When buyers tour a home in an HOA-governed community, they typically ask about monthly fees, pet rules, and rental policies. The single most important number, the percent-funded ratio in the reserve study, almost never comes up. That number is the difference between a stable HOA and one that will hand you a $15,000 special assessment in your second year of ownership.
This guide breaks down what reserve funds are, how to read a reserve study, and the specific red flags that should pause any HOA home purchase.
What Is an HOA Reserve Fund?
An HOA reserve fund is a long-term savings account that the homeowners association uses exclusively for major repair and replacement projects of common-area assets. Think roof replacements on a condo building, repaving the community road system, replacing the pool deck, rebuilding the clubhouse, or replacing elevators in a high-rise.
Reserve funds are separate from the operating budget. The operating budget pays for landscaping, insurance, utilities, management fees, and other recurring expenses. The reserve fund only pays for capital expenditures that happen every 5 to 30 years.
How Reserves Are Funded
Each homeowner contributes to reserves as a portion of their monthly HOA dues. For a community with $400/month dues, anywhere from $40 to $200 per month typically flows into the reserve account, depending on the age of the community and the size of upcoming projects.

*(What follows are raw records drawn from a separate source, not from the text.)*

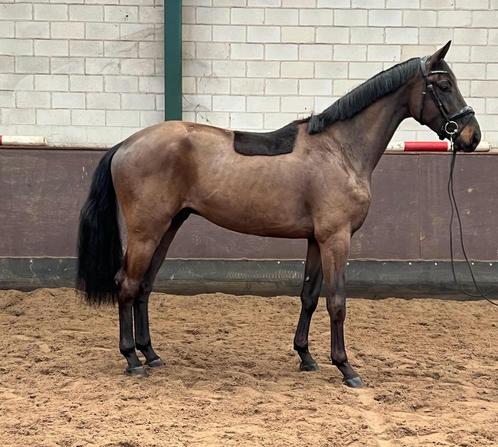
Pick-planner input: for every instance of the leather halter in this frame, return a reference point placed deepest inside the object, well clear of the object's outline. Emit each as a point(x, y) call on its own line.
point(450, 127)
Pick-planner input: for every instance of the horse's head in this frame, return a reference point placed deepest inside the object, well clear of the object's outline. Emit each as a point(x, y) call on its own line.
point(437, 102)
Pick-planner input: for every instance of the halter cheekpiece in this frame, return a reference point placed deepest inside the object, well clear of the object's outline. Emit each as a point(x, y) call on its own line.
point(450, 127)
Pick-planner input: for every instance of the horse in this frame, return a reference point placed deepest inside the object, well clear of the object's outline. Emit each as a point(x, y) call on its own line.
point(311, 179)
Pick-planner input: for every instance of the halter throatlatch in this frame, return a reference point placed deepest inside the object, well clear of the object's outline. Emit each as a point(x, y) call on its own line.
point(450, 128)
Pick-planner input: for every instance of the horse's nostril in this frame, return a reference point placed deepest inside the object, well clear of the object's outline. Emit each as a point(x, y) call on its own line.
point(475, 139)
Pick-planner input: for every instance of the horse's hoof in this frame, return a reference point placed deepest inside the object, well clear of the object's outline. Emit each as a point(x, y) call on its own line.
point(136, 371)
point(310, 366)
point(156, 363)
point(354, 382)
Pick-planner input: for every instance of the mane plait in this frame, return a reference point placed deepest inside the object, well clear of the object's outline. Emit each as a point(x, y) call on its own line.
point(364, 95)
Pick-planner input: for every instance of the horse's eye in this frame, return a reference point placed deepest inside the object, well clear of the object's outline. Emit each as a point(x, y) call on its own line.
point(445, 86)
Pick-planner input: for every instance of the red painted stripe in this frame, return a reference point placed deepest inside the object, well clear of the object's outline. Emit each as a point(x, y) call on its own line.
point(437, 146)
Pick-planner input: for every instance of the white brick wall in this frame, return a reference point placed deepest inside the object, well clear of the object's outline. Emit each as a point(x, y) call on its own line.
point(82, 71)
point(92, 70)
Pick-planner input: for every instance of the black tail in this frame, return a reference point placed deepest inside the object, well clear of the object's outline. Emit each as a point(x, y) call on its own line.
point(99, 242)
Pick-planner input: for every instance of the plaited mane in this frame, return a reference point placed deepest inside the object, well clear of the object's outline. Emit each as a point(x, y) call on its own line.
point(364, 95)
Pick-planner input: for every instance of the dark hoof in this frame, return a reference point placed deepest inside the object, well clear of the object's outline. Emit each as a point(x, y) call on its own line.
point(156, 363)
point(136, 371)
point(354, 382)
point(309, 366)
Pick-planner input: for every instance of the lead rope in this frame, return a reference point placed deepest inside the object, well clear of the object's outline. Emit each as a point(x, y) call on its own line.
point(454, 210)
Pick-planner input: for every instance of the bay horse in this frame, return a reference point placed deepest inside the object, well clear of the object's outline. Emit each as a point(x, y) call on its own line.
point(310, 179)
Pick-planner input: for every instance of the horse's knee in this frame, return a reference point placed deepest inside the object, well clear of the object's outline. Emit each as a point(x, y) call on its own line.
point(336, 307)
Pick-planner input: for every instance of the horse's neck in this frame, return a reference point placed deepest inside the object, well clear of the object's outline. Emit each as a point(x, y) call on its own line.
point(368, 133)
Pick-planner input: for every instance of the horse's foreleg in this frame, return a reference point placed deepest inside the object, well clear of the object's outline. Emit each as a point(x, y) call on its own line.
point(141, 304)
point(334, 252)
point(309, 300)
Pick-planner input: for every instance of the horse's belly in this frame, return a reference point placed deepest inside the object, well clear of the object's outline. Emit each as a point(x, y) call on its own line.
point(261, 219)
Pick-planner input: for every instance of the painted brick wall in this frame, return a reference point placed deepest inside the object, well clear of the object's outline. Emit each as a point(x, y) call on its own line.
point(80, 70)
point(91, 70)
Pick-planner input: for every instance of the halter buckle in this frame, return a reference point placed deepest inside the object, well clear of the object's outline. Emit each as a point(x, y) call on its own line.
point(448, 128)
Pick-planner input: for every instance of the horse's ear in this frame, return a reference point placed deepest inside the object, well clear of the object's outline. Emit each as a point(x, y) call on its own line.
point(440, 54)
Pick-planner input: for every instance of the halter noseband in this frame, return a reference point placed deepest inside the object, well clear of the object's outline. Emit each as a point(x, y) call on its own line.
point(450, 127)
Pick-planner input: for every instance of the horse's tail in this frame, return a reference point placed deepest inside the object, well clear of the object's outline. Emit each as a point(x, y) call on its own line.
point(99, 241)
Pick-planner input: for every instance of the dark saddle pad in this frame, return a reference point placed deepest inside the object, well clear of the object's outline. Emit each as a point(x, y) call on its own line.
point(278, 142)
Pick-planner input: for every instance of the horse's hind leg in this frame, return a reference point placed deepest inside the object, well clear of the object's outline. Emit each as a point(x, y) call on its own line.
point(309, 300)
point(138, 256)
point(141, 304)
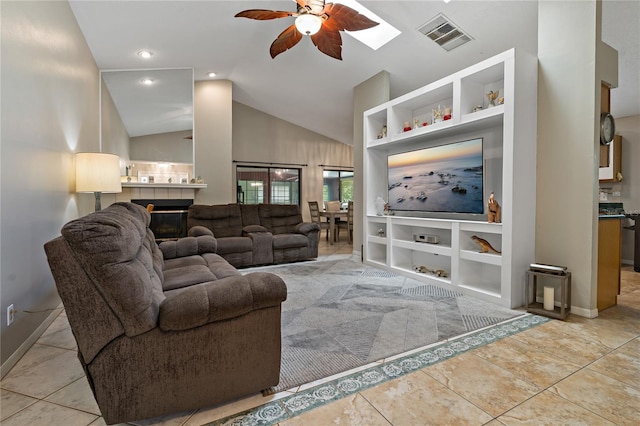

If reserves are underfunded when a major project comes due, the HOA has three options: borrow money (a reserve loan), raise dues sharply, or levy a one-time special assessment that every homeowner must pay. The last option is the most common and the most painful for owners.
The Percent-Funded Ratio (the number that matters)
Every reserve study calculates a percent-funded ratio. It compares how much money the HOA currently has in reserves against how much it should have based on the age and remaining life of its assets.
Industry guidance from the Community Associations Institute (CAI) classifies reserve funding into four tiers: Above 70% is well-funded and considered low-risk. Between 30% and 70% is fair, with some special-assessment risk. Below 30% is poorly funded and special assessments are likely. Below 10% is critically underfunded and a near-certainty of major dues spikes or assessments within 24 months.
A 50% percent-funded community is the rough national average. Anything below 30% should prompt serious questions before you buy.
What to Ask For Before You Close
In most states, an HOA is legally required to provide a reserve study and a recent financial statement to any prospective buyer on request. Buyer agents in HOA-heavy states like Florida, California, Arizona, and Texas should already have this in the standard due-diligence checklist. If yours does not, ask directly:
The most recent reserve study (ideally within the past 3 years). The current reserve account balance and a breakdown of percent-funded by asset class. The 5-year history of special assessments. The board minutes covering the most recent budget approval. Any pending litigation or insurance disputes that could deplete reserves.
If the HOA stalls, refuses, or sends incomplete documents, that itself is a red flag. Well-run associations are proud of their financial discipline and respond within days.
Red Flags Inside the Reserve Study
Reserve studies are usually 20-50 pages and easy to skim. Look for these warning signs:
Roof, road, or pool replacements due in the next 1-5 years with funding under 60%. That gap will become an assessment.
The board has not raised dues in 5+ years despite published industry inflation of 4-6% per year. This is not a sign of efficiency; it usually means reserves are being drained.
A reserve study older than 3 years. Communities that skip the periodic update are usually the ones with the worst news to deliver.
A reserve study performed by the property management company rather than an independent licensed reserve specialist. This is a conflict of interest in most states.
Florida and California Now Require Reserves by Law
After the Surfside condo collapse in 2021, Florida passed SB 4-D requiring condo associations to fully fund reserves for structural integrity items, with no waivers permitted starting January 2025. Hundreds of Florida condos hit homeowners with five-figure special assessments to catch up.
California has required reserve studies every three years since 1989 (Civil Code 5550), and the 2024 update tightened disclosure rules. Other states, including Nevada, Hawaii, and Washington, have similar statutory reserve frameworks.
Buyers in these states get more protection but should still verify the numbers themselves. Statutory minimums are not the same as adequate funding.
The Buyer Bottom Line
If you remember nothing else from this guide, remember this: monthly dues tell you what a community charges you today. The percent-funded reserve ratio tells you what they will charge you tomorrow. Spend ten minutes reading the reserve study before you spend $500,000 on the house. It is the single highest-leverage piece of due diligence in any HOA purchase.